Mon meilleur pote est resté jusqu’au bout. Ma copine de prépa, qui voulait sage-femme, est passée juste à côté de moi, en chemisier blanc. Elle m’a dit « A un de ces jours« . Cette fille était devant moi au concours. Cette fille était devant moi au DE. Ya des choses comme ça.

Les places de dentistes se sont épuisées 20 places avant mon tour. Je m’en foutais. Je ne serait jamais parti en odonto. J’ai senti la main de ma soeur sur mon épaule se serrer quand les dernières places pour kinés sont partie 5 places avant moi. Mon pote s’est retourné vers moi, comme pour s’excuser. Moi, j’ai souri quelque par. Il y avait cette place en sage-femme. Deux écoles, une de banlieue, une dans le centre. Il restait une place dans le centre, 8 au dehors.
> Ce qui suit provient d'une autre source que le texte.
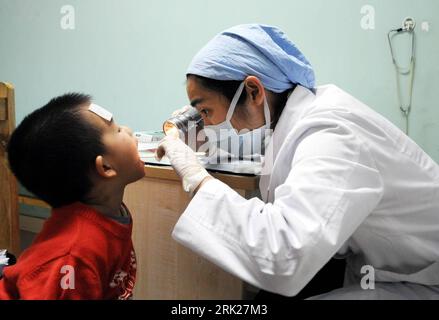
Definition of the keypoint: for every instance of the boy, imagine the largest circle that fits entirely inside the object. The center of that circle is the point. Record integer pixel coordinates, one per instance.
(71, 154)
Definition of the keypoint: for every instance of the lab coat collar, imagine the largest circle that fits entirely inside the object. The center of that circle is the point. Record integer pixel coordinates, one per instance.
(297, 103)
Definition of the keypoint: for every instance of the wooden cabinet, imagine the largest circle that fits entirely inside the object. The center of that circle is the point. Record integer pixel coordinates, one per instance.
(165, 269)
(9, 229)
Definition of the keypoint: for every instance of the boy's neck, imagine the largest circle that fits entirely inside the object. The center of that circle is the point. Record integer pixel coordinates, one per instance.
(107, 202)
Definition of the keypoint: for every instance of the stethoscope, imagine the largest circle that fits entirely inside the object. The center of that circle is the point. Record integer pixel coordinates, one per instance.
(408, 26)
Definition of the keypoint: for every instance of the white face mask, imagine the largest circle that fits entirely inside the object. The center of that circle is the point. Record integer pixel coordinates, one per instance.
(245, 145)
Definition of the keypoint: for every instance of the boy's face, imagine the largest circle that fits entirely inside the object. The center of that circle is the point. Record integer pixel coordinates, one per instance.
(121, 148)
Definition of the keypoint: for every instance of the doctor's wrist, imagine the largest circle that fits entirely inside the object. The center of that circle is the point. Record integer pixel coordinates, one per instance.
(205, 180)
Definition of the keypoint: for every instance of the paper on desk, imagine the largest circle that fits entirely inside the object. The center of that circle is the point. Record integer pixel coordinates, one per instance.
(238, 167)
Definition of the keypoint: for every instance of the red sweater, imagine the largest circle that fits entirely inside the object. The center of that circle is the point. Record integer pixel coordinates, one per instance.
(79, 254)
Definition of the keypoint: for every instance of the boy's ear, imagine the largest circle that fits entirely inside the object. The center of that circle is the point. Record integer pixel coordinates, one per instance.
(104, 169)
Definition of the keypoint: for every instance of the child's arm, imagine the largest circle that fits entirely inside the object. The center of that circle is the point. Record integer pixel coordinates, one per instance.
(66, 278)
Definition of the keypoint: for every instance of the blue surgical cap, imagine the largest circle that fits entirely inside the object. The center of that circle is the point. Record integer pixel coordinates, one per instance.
(257, 50)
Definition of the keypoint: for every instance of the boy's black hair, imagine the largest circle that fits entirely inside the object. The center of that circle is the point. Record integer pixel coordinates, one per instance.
(53, 151)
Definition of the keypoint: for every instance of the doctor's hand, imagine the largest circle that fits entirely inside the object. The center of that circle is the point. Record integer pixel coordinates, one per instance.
(184, 161)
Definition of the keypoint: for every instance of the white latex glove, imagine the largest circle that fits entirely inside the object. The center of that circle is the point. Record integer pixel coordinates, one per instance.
(184, 161)
(180, 111)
La personne suivante a dit qu’elle ne voulait rien.

Celle d’après a dit qu’elle partait en banlieue.

La suivante également.

Celle d’après a renoncé.

La femme en bas a appelé mon numéro. « 455e… Sur la feuille d’orientation il n’y a que médecine donc… »
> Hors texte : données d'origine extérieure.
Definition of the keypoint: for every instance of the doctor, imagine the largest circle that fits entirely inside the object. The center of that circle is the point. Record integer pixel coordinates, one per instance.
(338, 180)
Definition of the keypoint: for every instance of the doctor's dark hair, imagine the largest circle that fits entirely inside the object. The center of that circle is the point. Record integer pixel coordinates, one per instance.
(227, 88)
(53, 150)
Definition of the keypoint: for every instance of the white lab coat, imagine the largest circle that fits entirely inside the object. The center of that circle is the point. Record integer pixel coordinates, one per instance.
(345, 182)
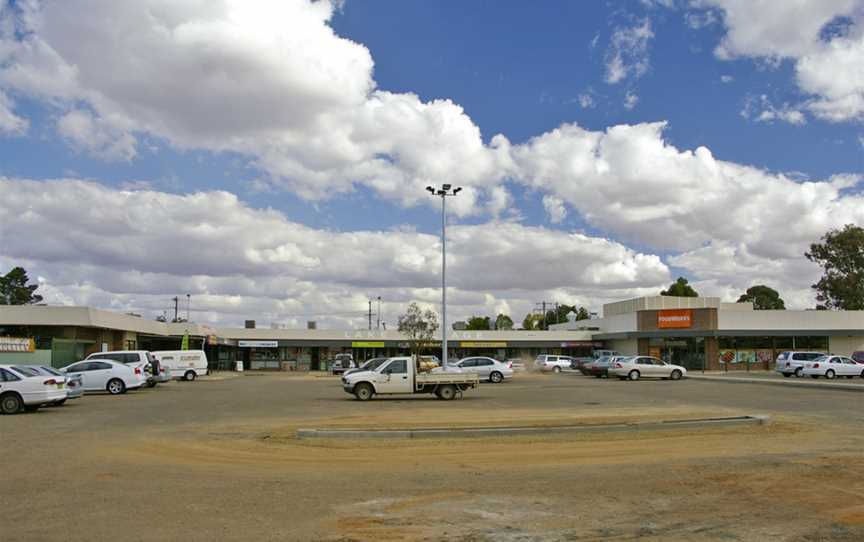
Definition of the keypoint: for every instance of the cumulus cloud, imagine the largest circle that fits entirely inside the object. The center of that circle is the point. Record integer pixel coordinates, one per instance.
(130, 249)
(827, 55)
(628, 53)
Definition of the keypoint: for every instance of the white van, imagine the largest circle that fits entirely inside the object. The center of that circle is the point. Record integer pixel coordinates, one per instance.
(183, 364)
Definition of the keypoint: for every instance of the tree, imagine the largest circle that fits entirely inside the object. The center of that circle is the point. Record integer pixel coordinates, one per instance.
(14, 289)
(841, 255)
(503, 322)
(763, 298)
(680, 288)
(478, 323)
(419, 327)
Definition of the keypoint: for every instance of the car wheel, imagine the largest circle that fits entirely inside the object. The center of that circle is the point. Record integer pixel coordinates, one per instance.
(363, 392)
(447, 392)
(11, 403)
(115, 386)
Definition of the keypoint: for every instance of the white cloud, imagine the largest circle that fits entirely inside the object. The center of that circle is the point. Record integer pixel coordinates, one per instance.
(554, 209)
(762, 110)
(133, 250)
(628, 53)
(827, 64)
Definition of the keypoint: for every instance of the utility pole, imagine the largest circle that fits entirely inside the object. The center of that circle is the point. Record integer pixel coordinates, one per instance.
(444, 192)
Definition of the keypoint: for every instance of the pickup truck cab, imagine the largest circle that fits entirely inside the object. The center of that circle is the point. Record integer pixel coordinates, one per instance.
(400, 376)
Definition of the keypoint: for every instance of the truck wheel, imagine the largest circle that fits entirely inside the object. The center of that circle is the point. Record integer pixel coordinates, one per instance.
(10, 403)
(363, 392)
(447, 392)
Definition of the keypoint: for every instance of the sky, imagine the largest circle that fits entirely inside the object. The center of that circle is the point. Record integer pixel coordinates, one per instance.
(269, 157)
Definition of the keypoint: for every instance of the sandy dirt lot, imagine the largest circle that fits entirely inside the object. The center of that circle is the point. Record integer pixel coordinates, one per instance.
(218, 460)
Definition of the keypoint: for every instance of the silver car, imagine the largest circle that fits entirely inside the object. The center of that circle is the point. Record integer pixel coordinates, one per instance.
(486, 368)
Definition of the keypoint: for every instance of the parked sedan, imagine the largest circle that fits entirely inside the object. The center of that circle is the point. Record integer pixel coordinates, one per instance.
(637, 367)
(74, 384)
(107, 375)
(833, 366)
(27, 390)
(486, 368)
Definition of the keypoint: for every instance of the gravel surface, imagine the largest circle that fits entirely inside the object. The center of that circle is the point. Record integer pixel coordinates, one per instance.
(218, 459)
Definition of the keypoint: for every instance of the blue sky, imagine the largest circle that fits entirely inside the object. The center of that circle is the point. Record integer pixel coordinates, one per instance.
(523, 73)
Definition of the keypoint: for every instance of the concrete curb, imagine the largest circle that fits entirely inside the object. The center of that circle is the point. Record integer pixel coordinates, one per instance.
(784, 382)
(699, 423)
Je me suis levé. J’aurais bien aimer crier « Je ne suis pas un numéro, je suis un homme libre !« , mais j’ai crié « Je prends sage-femme à Paris ! » 

L’amphi m’a hué.

Je ne sais pas si vous vous êtes déjà fait huer par 400 personnes… Mais ça fait un choc. Je comprenais, je prenais la dernière place en sage-femme à Paris, donc les gens me huaient comme ils applaudissaient ceux qui avait pris sage-femme en libérant des places en médecine.
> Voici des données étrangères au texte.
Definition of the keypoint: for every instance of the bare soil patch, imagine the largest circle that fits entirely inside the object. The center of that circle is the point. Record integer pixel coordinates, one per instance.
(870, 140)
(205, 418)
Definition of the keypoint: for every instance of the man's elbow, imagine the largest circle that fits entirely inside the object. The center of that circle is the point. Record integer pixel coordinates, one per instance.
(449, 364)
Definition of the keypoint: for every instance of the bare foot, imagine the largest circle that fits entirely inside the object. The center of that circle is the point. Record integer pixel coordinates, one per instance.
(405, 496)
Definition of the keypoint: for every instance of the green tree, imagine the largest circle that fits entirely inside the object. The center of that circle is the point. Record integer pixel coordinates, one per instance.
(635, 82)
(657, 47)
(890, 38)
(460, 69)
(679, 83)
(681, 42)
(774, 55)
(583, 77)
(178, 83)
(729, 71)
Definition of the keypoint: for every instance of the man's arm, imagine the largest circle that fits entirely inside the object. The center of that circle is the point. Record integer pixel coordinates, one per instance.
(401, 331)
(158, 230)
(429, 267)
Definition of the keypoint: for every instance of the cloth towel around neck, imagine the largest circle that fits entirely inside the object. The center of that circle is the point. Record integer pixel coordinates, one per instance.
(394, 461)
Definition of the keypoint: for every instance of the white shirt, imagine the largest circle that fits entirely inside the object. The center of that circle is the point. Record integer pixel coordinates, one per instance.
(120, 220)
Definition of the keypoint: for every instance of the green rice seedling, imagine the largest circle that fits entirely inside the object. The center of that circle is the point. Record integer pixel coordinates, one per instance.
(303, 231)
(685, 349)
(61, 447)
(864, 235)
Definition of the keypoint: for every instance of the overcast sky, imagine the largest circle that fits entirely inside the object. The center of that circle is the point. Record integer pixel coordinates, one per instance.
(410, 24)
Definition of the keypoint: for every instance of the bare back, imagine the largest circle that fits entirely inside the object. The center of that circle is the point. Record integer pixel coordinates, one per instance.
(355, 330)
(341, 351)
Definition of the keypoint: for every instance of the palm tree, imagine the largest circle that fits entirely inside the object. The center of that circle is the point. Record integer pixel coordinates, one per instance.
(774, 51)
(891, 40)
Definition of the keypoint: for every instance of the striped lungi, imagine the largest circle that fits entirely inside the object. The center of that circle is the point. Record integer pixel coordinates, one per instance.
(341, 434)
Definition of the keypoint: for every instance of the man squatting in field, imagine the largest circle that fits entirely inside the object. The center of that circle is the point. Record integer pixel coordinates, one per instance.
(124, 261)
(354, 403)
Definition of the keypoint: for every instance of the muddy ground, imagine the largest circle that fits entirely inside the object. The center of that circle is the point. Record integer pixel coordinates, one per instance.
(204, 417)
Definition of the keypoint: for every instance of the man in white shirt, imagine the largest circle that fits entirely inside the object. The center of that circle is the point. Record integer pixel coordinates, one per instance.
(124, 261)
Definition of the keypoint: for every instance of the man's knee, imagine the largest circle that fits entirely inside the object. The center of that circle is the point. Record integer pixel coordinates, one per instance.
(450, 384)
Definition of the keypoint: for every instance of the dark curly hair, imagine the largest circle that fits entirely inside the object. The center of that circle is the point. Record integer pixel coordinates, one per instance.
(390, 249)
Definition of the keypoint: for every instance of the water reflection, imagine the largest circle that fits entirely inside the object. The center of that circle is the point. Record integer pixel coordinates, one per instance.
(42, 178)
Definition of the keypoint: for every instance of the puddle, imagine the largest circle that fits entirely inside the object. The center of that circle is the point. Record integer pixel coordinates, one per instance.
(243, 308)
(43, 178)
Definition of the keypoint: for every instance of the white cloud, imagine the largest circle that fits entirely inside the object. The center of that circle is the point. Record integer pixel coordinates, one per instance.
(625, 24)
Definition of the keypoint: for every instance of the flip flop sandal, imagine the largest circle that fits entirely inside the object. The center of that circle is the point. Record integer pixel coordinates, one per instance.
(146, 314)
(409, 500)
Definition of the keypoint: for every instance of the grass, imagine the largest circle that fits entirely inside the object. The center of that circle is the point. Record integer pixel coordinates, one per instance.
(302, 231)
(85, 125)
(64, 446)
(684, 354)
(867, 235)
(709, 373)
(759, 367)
Je suis descendu, la femme a appuyé sur un bouton pour enlever la dernière place à Paris. Je m’en foutais. J’avais une certitude : entrer en école de sage-femme en Septembre. Ils m’ont donné un dossier, des papiers et m’ont dit d’aller voir la directrice… juste derrière. La directrice m’a serré la main, m’a dit qu’il y avait un autre homme dans ma promotion mais qu’elle ne savait pas si il serait là à la rentrée. On en reparlera plus tard, mais il s’avère que si. Elle m’a accueilli, a noté quelques informations et m’a libéré. J’étais un peu hébété.

Sur le côté il y avait une jolie fille, cheveux châtains qui m’a fait des grands signes de bras. Je me suis arrêté. Ca a été mon premier contact avec l’associatif sage-femme. Si vous aussi, vous vous retrouvez dans cette position, allez les voir, ces gens sont cools. En règle générale. Elle m’a donné un accueil plus sympa, plus franc et plus souriant que la directrice. Elle m’a donné des papiers sur l’association (un livret d’accueil sur l’école qui pointait comme point positif l’ambiance « entre fille » et d’autres petites choses) et elle m’a relargué dans l’océan. Je suis monté, j’ai pris mon sac, et j’ai fuis avec mes potes et ma soeur.

 

Après, j’ai eu trois semaines de répit, jusqu’à ce qu’un jour de glande, le téléphone ne sonne.